Anti-psoriatic properties of paeoniflorin: suppression of the NF-kappaB pathway and Keratin 17.

Abstract

Psoriasis is a common inflammatory skin disease characterized by hyperproliferation of epidermal keratinocytes, however, there is still no curative therapy for psoriasis. Paeoniflorin (PF), a Chinese herbal medicine, has shown anti-inflammatory effects.

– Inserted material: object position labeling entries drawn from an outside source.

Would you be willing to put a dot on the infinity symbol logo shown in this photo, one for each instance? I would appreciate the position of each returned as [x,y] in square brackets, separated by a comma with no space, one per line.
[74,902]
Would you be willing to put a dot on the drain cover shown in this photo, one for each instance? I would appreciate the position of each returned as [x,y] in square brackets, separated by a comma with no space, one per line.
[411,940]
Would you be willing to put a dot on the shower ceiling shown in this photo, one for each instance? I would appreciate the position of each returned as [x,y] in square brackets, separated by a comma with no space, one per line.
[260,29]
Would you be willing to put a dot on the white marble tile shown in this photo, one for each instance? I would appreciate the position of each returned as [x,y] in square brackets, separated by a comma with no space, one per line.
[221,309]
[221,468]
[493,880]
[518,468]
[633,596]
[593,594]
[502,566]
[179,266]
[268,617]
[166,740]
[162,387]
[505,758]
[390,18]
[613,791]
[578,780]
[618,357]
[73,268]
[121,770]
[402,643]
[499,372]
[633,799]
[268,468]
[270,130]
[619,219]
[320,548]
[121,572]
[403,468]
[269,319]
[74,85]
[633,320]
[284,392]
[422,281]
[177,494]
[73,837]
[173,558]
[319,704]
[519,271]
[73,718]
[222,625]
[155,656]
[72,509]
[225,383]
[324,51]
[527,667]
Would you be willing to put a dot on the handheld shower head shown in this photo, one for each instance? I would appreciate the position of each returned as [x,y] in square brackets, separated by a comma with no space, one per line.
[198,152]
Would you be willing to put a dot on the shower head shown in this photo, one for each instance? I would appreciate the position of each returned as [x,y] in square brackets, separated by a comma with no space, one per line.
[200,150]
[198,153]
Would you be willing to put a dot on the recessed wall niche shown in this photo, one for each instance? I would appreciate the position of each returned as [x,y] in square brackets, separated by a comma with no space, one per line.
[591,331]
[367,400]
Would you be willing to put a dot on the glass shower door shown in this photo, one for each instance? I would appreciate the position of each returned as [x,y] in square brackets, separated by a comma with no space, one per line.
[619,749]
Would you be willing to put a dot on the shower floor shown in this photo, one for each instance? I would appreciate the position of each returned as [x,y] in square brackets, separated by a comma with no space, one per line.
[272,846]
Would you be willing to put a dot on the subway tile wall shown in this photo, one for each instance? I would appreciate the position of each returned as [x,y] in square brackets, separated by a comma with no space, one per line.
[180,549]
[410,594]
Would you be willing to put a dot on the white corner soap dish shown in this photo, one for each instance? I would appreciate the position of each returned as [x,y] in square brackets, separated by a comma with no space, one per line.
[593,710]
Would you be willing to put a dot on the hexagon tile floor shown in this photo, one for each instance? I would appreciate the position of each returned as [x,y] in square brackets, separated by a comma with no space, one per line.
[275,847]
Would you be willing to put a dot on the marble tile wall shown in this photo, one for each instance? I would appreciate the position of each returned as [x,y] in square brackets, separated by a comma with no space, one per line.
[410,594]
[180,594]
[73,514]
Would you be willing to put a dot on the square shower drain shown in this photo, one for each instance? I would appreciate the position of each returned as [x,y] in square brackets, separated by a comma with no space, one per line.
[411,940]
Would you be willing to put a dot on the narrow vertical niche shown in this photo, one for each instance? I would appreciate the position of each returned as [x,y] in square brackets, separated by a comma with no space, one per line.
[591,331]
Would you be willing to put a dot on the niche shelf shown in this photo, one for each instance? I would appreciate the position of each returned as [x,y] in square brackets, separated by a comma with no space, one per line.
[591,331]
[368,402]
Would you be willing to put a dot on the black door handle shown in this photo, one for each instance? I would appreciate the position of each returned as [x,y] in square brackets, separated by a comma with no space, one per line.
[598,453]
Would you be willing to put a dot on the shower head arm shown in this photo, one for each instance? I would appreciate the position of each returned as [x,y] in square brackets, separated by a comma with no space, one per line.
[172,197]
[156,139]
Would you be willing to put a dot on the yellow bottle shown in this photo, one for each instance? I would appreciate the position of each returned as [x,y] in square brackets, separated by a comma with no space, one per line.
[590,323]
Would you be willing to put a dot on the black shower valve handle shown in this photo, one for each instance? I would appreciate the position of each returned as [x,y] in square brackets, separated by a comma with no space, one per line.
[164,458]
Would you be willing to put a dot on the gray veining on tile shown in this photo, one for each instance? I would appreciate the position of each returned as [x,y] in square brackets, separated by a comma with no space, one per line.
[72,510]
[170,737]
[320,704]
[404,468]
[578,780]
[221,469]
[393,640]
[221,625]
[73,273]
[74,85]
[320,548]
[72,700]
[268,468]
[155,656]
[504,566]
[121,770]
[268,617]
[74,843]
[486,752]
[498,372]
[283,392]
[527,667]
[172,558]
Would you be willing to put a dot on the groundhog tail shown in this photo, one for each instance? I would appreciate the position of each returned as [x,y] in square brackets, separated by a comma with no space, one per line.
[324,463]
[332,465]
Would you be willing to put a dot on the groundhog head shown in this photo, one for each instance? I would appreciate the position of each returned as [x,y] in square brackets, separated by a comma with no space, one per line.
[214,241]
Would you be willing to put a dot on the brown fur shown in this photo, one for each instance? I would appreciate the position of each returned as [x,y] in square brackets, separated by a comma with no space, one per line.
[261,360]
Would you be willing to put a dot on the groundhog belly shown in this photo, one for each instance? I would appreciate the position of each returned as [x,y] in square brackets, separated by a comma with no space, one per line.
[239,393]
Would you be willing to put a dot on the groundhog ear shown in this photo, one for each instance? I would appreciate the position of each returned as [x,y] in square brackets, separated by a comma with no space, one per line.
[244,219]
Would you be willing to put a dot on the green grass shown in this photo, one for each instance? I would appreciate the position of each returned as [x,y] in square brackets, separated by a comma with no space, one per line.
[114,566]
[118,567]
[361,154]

We aimed to illustrate the effect and associated mechanism of PF on keratinocyte proliferation using the IMQ-induced psoriasis mouse model. The anti-psoriatic effect of PF in vivo and in vitro was assessed by western blot, RT-PCR, immunofluorescence, cell counting kit-8 and haematoxylin/eosin staining. In vivo, epidermal thickness, dermal infiltrated lymphocytes and the level of several antimicrobial peptides, pro-inflammatory cytokines, and K17 were significantly reduced in mice with topical application of PF. In vitro, PF inhibited the proliferation of HaCaT cells in a dose-dependent manner, down-regulated K17 expression, and suppressed NF-kappaB activation. Our findings indicate that PF may inhibit the proliferation of keratinocytes by targeting K17, suggesting that PF might be a potential target in the treatment of psoriasis.